Behavioral Health, Mental Health, Substance Abuse
Violence at Last Sexual Experience among Abused Women
(School of Public Health (UMD) Family Science Doctoral Student)
Intimate partner violence (IPV) has been identified as a serious public health issue with substantial negative impacts on women. The present study conducted an exploratory event-level analysis to examine individual-, partner-, and relationship-level correlates of violence at last sexual experience among a sample of 170 community-based women with recent histories of IPV. Bivariate analyses showed that the proportion of respondents experiencing violence at last sex varied as a function of income, education, their own and partner use of alcohol or drugs before last sex, and scores on measures of depression, partner dependence, sexual relationship power, and condom use self-efficacy with partners (all p's <.15). These variables were included in stepwise multivariate logistic regression models.

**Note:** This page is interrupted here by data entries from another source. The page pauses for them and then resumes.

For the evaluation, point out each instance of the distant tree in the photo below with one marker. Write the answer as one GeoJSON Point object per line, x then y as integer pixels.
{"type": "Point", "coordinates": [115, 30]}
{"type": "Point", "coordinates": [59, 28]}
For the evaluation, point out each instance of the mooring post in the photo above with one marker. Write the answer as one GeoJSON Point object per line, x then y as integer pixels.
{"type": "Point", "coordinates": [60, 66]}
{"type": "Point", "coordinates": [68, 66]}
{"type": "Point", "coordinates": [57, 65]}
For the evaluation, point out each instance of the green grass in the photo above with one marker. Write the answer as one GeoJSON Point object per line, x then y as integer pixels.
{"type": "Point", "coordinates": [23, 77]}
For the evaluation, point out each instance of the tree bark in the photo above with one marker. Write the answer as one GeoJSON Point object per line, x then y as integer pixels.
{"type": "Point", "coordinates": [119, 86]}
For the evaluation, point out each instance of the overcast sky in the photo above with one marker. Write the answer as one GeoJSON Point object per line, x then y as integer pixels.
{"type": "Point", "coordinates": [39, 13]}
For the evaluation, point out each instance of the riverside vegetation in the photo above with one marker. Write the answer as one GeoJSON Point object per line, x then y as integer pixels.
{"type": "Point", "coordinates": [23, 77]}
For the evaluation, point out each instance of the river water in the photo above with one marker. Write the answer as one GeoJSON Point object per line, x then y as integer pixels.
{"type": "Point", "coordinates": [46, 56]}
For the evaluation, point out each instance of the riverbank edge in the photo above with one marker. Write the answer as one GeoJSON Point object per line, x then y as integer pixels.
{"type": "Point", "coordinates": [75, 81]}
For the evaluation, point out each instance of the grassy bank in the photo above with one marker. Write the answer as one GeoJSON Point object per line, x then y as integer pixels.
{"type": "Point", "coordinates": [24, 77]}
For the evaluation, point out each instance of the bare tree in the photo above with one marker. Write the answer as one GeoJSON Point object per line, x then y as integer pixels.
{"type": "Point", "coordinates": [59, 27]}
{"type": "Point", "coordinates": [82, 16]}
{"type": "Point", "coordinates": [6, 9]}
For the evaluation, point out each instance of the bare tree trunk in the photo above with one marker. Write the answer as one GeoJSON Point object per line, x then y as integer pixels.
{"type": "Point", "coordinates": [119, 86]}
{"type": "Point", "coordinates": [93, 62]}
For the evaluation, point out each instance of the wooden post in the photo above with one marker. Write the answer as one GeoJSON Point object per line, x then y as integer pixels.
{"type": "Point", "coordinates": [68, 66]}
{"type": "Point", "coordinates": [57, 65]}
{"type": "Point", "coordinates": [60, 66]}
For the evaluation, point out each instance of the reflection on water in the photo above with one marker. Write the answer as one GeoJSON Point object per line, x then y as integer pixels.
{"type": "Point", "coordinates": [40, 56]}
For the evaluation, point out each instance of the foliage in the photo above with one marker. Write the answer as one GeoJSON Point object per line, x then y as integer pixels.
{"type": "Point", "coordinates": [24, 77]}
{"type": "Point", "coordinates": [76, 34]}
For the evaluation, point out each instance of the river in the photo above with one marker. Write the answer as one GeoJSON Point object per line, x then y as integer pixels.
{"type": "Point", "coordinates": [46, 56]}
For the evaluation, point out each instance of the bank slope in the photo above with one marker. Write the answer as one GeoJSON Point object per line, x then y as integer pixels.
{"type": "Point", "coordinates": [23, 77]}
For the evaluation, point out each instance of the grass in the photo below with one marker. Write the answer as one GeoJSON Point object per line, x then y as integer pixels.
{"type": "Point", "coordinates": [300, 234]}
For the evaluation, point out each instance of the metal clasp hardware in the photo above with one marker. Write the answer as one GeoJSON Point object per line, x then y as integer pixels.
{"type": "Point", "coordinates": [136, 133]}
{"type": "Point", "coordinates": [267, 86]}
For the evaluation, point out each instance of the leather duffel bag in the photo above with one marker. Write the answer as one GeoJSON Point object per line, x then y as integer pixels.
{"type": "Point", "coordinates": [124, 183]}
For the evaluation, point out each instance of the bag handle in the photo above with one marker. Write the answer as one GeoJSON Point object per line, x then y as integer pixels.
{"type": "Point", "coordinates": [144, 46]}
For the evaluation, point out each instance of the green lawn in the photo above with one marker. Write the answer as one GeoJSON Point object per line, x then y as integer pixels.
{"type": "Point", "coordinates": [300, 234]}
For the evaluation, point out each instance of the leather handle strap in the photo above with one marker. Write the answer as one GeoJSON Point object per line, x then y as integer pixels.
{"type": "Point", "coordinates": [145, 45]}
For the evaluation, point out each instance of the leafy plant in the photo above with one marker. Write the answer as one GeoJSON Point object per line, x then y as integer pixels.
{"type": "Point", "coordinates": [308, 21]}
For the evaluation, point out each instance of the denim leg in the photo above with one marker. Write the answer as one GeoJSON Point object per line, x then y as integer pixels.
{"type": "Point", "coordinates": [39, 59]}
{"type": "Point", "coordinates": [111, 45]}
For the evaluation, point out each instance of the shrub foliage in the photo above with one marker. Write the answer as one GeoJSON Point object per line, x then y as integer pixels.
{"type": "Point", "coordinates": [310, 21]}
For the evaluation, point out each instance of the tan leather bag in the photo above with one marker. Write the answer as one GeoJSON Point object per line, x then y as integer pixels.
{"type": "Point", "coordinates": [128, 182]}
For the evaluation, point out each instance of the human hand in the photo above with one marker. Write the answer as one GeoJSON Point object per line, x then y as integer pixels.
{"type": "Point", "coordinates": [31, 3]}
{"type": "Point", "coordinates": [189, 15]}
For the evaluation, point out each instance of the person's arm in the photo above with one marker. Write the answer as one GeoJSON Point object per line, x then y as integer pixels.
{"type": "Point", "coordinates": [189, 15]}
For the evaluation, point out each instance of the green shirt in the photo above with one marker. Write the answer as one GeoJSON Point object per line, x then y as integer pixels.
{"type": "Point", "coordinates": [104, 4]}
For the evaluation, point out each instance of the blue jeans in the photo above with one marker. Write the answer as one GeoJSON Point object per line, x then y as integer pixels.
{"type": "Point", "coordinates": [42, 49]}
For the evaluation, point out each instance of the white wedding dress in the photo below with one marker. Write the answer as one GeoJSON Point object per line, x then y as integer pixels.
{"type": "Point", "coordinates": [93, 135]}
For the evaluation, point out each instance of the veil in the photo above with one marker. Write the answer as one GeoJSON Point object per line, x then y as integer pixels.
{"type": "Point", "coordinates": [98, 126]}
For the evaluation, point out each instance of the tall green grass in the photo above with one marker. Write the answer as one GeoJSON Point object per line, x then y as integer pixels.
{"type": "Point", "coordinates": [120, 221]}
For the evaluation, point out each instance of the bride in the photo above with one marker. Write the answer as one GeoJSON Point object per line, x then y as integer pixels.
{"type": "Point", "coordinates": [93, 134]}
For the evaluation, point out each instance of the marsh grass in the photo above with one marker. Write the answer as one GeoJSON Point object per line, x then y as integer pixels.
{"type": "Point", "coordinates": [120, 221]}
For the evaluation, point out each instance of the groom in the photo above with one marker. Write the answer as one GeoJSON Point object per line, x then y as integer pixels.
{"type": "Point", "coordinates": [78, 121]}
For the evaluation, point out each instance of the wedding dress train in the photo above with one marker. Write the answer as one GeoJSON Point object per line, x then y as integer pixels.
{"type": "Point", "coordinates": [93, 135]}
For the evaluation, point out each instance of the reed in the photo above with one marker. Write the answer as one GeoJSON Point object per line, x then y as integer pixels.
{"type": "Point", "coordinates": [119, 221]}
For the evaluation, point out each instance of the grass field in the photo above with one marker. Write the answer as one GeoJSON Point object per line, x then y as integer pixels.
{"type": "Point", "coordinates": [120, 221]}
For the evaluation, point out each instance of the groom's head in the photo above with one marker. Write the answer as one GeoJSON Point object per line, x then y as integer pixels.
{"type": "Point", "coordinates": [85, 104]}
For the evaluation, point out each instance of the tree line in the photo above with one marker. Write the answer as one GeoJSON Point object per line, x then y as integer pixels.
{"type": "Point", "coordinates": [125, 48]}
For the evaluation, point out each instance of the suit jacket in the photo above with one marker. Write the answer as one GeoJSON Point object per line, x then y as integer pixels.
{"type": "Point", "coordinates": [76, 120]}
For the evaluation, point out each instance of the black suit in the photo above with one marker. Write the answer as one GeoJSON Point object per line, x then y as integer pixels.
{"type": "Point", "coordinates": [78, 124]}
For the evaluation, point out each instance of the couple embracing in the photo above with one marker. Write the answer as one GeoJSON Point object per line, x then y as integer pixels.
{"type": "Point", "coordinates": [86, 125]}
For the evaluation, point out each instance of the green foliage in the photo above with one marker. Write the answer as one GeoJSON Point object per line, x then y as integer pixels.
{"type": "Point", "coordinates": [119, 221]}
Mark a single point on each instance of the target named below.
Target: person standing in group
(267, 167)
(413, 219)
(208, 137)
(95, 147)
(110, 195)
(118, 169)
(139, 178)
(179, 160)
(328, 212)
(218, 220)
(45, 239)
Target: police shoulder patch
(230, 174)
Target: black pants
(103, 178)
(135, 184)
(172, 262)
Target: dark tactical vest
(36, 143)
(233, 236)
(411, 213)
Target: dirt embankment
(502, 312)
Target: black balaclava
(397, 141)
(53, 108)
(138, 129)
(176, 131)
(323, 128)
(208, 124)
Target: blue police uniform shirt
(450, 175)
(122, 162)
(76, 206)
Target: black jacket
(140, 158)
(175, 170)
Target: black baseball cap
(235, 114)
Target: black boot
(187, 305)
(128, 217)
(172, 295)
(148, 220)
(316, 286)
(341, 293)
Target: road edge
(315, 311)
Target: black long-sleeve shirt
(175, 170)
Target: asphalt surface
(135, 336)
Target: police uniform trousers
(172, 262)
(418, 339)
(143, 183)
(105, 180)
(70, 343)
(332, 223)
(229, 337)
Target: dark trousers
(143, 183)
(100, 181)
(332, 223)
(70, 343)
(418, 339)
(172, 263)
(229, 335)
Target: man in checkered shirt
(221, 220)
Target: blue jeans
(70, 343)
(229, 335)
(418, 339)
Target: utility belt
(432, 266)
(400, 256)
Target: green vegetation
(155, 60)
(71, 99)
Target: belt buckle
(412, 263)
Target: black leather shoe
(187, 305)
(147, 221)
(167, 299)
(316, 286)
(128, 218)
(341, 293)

In the final model, greater sexual relationship power predicted decreased odds of violence at last sex (OR = .37, 95% CI: .19-.70), as did greater partner dependence (OR = .70, 95% CI: .51-.97). Partner alcohol consumption before sex increased odds of violence (OR = 4.42, 95% CI: 1.98-9.84). Violence was more likely for respondents with more depressive symptoms (OR = 1.18, 95% CI: 1.03-1.36) and whose household income was less than $15,000 versus $15,000 or more (OR = 3.05, 95% CI: 1.23-7.25). Implications for research and prevention of violence and sexual risk are discussed.